In Answer: Community-Led Broadband Can End Internet Problems and Eliminate the Need for Subsidies – Duluth News Tribune | Panda Anku

Lindsay Mark Lewis of the Progressive Policy Institute claimed in an August 10 column in the News Tribune that the government has no place to build or operate broadband networks.

His information was out of date.

In fact, many municipalities only get the internet service they need through the involvement of local government.

The private sector, on which communities are expected to rely, has controlled broadband from the start. Residents and businesses have waited years for Internet Service Providers to provide the reliable, affordable, and fast Internet service they need. In communities like Duluth and others across the state, people are fed up with the wait.

While I understand the pressures Internet Service Providers (ISPs) face to make a quick profit, the needs of investors don’t always align with the needs of communities. If broadband is designed, built and operated as the infrastructure vital to a community’s existence, it will solve decades of internet problems.

There are good reasons for the government to consider ownership.

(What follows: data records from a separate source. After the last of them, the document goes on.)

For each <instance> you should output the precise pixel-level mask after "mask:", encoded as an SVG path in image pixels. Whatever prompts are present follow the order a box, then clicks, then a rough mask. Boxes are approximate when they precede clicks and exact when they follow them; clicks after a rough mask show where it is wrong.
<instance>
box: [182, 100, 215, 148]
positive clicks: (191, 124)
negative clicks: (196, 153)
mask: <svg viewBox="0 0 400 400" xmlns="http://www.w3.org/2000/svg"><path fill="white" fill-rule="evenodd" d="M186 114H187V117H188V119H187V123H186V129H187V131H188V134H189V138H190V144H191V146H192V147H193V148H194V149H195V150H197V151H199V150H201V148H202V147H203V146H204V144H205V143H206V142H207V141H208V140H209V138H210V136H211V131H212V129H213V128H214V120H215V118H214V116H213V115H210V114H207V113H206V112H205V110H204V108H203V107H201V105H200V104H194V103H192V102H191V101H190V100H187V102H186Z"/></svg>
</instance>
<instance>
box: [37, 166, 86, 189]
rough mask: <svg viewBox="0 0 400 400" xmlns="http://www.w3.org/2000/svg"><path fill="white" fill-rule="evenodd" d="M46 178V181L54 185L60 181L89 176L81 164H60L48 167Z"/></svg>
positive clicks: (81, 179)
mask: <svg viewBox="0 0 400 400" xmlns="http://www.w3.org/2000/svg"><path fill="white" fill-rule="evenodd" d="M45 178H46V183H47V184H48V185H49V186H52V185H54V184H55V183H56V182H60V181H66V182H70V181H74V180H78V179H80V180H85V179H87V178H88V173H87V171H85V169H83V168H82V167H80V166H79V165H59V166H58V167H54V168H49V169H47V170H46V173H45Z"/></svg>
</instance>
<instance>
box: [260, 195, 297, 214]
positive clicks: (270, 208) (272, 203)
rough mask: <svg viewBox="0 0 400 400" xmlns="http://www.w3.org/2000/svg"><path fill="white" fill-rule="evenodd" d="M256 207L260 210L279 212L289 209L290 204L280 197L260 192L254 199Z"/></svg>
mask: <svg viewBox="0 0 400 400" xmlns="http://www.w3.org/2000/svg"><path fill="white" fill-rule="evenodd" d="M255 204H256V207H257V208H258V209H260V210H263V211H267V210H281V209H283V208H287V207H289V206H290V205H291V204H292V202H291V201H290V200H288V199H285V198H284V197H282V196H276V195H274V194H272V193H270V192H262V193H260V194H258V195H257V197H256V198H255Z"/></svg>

Fiber optic networks don’t have to be complex and expensive to operate, as Lewis pointed out. I have successfully operated municipal networks for more than 12 years with an uptime of 99.995%. The operation of these networks costs little.

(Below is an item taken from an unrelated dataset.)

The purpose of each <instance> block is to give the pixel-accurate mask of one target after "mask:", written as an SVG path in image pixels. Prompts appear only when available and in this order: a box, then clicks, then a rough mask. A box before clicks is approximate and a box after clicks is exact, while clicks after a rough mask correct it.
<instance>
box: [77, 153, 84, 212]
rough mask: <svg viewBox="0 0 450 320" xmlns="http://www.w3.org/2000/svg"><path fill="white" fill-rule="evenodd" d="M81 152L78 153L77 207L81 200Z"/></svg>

Fiber itself is cheap. Prices have dropped so much in recent years that it is affordable for residential service.

If you plan and build the network as critical infrastructure and not for a quick return on investment, you automatically get a reliable and fast network. Trenching and directional drilling are the most expensive parts of a project. These costs are the same whether you build infrastructure that lasts 50 or 10 years. If you do it right once, it pays off.

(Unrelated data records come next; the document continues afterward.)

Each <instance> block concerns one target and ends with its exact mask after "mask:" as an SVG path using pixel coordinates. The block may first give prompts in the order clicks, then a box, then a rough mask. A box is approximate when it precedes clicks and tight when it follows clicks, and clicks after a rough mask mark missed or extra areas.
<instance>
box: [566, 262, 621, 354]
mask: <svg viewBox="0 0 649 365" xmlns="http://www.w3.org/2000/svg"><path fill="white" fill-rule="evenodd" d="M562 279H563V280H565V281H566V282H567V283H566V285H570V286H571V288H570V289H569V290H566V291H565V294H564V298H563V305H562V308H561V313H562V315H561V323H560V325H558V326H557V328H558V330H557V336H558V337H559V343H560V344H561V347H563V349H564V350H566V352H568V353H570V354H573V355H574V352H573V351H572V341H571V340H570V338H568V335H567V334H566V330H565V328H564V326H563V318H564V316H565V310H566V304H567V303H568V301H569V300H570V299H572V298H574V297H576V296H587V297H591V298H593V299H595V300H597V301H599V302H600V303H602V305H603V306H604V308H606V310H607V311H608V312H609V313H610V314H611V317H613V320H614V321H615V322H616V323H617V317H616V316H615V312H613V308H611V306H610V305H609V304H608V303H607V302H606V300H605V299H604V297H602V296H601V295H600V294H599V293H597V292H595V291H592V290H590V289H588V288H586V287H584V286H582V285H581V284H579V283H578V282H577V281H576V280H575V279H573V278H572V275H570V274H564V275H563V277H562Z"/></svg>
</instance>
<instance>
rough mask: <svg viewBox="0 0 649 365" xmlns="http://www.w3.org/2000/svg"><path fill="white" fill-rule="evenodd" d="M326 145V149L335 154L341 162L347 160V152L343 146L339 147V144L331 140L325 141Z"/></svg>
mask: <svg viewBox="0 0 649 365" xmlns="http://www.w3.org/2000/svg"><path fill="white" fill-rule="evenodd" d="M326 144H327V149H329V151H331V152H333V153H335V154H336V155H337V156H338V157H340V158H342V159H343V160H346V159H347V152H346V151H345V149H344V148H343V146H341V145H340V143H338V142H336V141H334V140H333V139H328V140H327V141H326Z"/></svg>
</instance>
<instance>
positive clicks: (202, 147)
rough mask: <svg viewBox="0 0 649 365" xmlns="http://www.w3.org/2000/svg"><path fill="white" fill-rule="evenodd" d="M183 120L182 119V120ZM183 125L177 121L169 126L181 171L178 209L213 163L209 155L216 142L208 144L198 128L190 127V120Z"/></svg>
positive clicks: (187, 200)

Networks can meet the business needs of ISPs and their communities. It’s not either/or.

An almost immediate response to any new approach is, “But ISPs won’t like it.” Incumbents often resist offering customers choice because it means their geographic dominance could end in the region. On the other hand, an established ISP with poor infrastructure quickly understands that this new approach is more profitable than maintaining its own infrastructure. It is possible to meet an ISP’s need for near-instantaneous return on investment and complete control over its Internet Office technology and operations, while ensuring there is no shared equipment or outside interference.

At the same time, the community not only gains choice, competition, and improved internet service, but also more reliable and safer city operations and utilities. A private network supports SCADA (Supervisory Control and Data Acquisition) systems, traffic management, fire brigade, police and other critical services.

Cities do not have to operate networks or become ISPs.

Lewis pointed to the municipal network’s financial failures as evidence that the government should not be involved. If he had dug deeper to understand the whys and hows of failure and success, he might have come up with technical and financial models that work. Our experts did it.

City, county and community leaders aren’t broadband experts, but they are under pressure to solve their communities’ internet problems. And now that there is so much public money available, local leaders can take control. It’s important that these leaders have the data, detail and understanding they need to make safe, informed decisions when managing the investment of public funds. Our process eliminates as much political and financial risk as possible by empowering elected officials with go/no-go decisions.

Handing cash to ISPs without taking steps to ensure accountability and the efficient use of money is a recipe for political and financial failure. This old approach has left communities with internet problems even after public investment.

Billions of dollars in public investment haven’t solved our internet problems. At best, the old approach kicked the can out into the street and made it someone else’s problem. While another approach is, well, different, it’s really quite simple:

  • Know exactly what infrastructure is already in place in your community. Know its condition, capacity and who owns it. Don’t rely on inaccurate broadband maps or speed tests.
  • Plan the upgrade in a way that makes sense for the community. Look for ways to combine excavation projects, such as B. Installing fiber optic infrastructure during a water/wastewater project or road improvements.
  • Understand the business and technical needs of ISPs.
  • Welcome ISPs to serve residents and businesses.
  • And get an agreement with at least one ISP before breaking ground.

It is possible to make a community’s Internet service nearly “future-proof” and end the need for ongoing government subsidies. Approach the challenges from a community perspective, and you can have reliable, affordable, and fast internet service for decades to come.
Kyle Moorhead is the founder and CEO of Hometown Fiber in Maple Grove, Minnesota.